Patients eligible for RDN based on published studies represent an exceedingly small proportion of the total hypertensive population. Further studies are necessary to determine if the benefits of RDN can be generalized to a broader range of hypertensive patients than those included in previous trials.

摘要

背景

血管内肾去神经术(RDN)的研究表明,在符合条件的难治性高血压患者中,血压显著降低。这些试验在患者入组时使用了严格的纳入和排除标准,可能选择了一小部分难治性高血压患者。在这项研究中,我们检查了在固定人群中使用越来越严格的难治性高血压定义时,难治性高血压的估计患病率的变化,并评估了将研究标准应用于基于社区的高血压人群时 RDN 的普遍性。

方法

对高血压门诊患者进行回顾性图表审查。使用美国心脏协会对难治性高血压的定义的四种越来越严格的解释来计算患病率估计。使用 SYMPLICITY HTN-3 的标准来确定有资格进行 RDN 的患者。
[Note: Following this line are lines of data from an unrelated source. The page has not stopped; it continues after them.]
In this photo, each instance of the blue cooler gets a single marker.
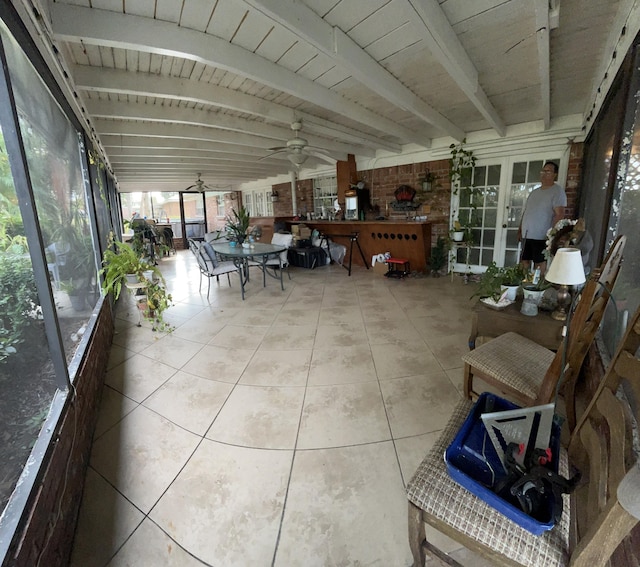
(472, 462)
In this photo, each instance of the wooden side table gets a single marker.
(542, 329)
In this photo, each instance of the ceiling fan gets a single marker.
(298, 149)
(199, 185)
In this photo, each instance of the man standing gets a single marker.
(544, 208)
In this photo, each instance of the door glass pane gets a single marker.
(493, 177)
(534, 169)
(194, 215)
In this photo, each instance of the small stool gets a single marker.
(393, 264)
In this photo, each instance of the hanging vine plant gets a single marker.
(461, 165)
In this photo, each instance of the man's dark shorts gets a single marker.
(534, 250)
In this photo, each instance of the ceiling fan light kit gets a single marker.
(298, 149)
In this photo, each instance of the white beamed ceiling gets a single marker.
(173, 88)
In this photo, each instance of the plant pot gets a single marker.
(512, 291)
(534, 295)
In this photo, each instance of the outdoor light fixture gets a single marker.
(566, 269)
比较人口统计学和临床特征。

结果

我们确定了 1756 名高血压门诊患者;55.0%为男性,53.9%为白人,患者的平均年龄为 66.6±12.5 岁,体重指数(BMI)为 30.1±10.7kg/m2。只有 14 名患者(0.8%)有资格进行 RDN。在这些患者中,10 名(71.4%)为女性,全部为黑人,平均年龄为 69.9±8.8 岁,BMI 为 35.7±6.6。充血性心力衰竭在有资格进行 RDN 的患者中更为常见。

结论

根据已发表的研究,有资格进行 RDN 的患者仅占高血压总人群的极小比例。需要进一步研究以确定 RDN 的益处是否可以推广到比以前的试验中纳入的患者范围更广的高血压患者。